NEW YORK – The plaintiff Francis Keating filed suit against dozens of companies alleging he contracted lung cancer as a result of exposure to asbestos containing products for which the defendants were liable. Specifically, he believed he had been exposed to asbestos while working as a machinist in the United States Navy from 1953-1974 and while working for Eastman Kodak and Motorola as a refrigeration technician during the 1970s and 1980s. Aurora Pump Co. contacted the plaintiff and sought the plaintiff’s consent for the entry of summary judgment on the basis that the plaintiff had not identified in his discovery responses “which offending equipment Aurora, as opposed to its co-defendants, was alleged to have manufactured.” In the meantime, the co-defendants removed the case to federal court based on federal officer statute on November 8, 2018. However, a filing error caused the matter to be administratively closed. A second notice of removal was filed by Aurora on December 27, 2019. On the second filing, the notice contained language stating that Aurora had learned of eligibility to remove the case upon receiving an email from the plaintiff’s counsel alerting it that the plaintiff’s claims were related to equipment made by Aurora pursuant to government contracts. At first, Aurora took no action based upon receipt of the email from the plaintiff because the case had already been removed (the first removal).
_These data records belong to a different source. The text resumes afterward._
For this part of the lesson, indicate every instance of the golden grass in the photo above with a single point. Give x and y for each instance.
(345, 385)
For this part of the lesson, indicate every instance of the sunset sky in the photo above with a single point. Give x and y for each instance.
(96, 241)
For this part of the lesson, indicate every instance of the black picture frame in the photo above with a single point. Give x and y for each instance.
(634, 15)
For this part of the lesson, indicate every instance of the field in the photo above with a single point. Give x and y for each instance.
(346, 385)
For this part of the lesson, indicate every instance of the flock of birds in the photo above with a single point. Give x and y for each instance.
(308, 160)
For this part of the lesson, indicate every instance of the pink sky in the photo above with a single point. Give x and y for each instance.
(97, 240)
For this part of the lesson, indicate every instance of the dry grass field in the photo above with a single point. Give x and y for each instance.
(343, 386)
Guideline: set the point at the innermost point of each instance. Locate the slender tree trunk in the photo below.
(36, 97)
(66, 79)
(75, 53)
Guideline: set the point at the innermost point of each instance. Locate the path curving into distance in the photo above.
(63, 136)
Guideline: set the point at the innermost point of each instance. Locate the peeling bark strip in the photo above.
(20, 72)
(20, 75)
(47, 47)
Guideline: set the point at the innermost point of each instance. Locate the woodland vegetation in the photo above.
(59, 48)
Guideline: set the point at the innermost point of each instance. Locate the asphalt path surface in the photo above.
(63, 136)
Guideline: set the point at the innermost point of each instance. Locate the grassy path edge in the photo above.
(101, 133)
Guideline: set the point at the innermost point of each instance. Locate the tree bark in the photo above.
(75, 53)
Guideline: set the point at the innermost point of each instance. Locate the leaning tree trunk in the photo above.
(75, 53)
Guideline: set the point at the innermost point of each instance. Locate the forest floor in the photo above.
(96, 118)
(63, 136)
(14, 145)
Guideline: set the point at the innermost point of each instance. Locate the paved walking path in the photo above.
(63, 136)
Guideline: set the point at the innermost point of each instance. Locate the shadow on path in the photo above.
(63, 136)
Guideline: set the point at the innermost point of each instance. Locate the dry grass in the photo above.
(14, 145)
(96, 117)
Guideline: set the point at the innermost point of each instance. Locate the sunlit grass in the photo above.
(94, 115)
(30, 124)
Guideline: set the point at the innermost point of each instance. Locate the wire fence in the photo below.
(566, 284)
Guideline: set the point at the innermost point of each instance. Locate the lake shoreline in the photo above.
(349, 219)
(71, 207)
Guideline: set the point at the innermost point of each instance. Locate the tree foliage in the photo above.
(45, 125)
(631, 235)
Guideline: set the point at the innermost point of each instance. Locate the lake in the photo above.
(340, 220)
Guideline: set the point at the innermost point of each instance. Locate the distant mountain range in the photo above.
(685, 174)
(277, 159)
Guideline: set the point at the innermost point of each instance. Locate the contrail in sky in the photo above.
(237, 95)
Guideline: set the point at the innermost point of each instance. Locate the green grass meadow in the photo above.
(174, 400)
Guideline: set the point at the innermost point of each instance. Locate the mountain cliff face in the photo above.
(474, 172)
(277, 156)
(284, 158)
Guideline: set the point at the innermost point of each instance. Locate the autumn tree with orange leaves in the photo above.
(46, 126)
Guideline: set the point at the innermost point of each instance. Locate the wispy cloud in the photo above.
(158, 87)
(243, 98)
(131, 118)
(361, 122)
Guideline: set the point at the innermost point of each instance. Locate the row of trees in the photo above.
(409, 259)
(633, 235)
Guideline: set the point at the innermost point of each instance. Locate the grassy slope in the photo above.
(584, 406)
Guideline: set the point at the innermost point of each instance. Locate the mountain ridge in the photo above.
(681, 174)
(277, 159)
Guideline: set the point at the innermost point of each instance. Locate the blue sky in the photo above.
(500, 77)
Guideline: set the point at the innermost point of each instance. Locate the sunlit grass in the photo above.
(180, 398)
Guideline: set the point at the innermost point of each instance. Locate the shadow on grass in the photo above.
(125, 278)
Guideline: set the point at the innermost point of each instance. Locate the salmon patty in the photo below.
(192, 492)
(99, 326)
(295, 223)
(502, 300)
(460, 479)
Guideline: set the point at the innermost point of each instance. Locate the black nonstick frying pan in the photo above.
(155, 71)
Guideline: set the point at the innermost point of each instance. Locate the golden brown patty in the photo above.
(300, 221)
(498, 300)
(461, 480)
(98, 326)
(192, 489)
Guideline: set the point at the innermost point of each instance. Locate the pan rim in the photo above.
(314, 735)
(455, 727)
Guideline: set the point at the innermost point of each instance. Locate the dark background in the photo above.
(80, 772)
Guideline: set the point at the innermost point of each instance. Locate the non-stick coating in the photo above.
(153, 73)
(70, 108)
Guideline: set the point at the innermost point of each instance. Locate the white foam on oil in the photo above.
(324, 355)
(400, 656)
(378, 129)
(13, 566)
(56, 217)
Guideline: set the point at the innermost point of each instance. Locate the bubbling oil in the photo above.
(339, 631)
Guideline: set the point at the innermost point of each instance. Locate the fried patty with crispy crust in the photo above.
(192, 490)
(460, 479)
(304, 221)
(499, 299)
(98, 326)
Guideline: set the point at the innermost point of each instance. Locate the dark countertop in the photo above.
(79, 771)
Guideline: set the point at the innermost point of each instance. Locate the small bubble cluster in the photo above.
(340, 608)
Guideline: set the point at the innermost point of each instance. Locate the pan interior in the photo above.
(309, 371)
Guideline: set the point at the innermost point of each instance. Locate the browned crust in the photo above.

The plaintiff argued that the removal was untimely and moved to remand the case back to state court. He also sought fees, as he believed the removal was made without a colorable defense. Aurora responded in opposition. The court began a discussion on the legal standard for subject matter jurisdiction. The federal officer removal statute permits removal when the removing the defendant:
- Is a federal agency or officer, or acted under the discretion of one
- Has a colorable federal defense
- Can establish a causal connection between the conduct in question and the federal directive.
In the instant matter, Aurora argued that it made its equipment “in accordance with precise, detailed specifications promulgated by the Navy Sea Command” and under supervision of the same. Those specifications prevented it from placing warning labels on its products, according to Aurora. The court then turned to whether Aurora had a colorable federal defense under the “government contractor defense.” The court was satisfied as to a colorable federal defense based on its argument that it designed and manufactured the equipment pursuant to the U.S. Navy’s required specifications. The issue left for the court was whether the removal was untimely. The notice of removal must be filed “within 30 days after receipt by the defendant, through service or otherwise, of a copy of an amended pleading, motion, order, or other paper from which it may first be ascertained that the case is or has become removable.” Aurora took the position that the initial pleading was not removable because nothing stated the suit was about exposure to asbestos during the plaintiff’s government employment. The plaintiff countered and argued that the attachments to the complaint referred Aurora to exposure to asbestos onboard U.S. Navy ships during1953-1974. The court agreed with the plaintiff that the initial pleadings started the clock for removal. However, the question then became what effect the first removal may have had on Aurora’s subsequent removal after the case was administratively closed. The filing defect was not a reason for the court to “elevate form over substance.” Moreover, the court did not lose jurisdiction over the original removing the defendants. Accordingly, the removal was timely despite the second removal having been opened under a separate case number.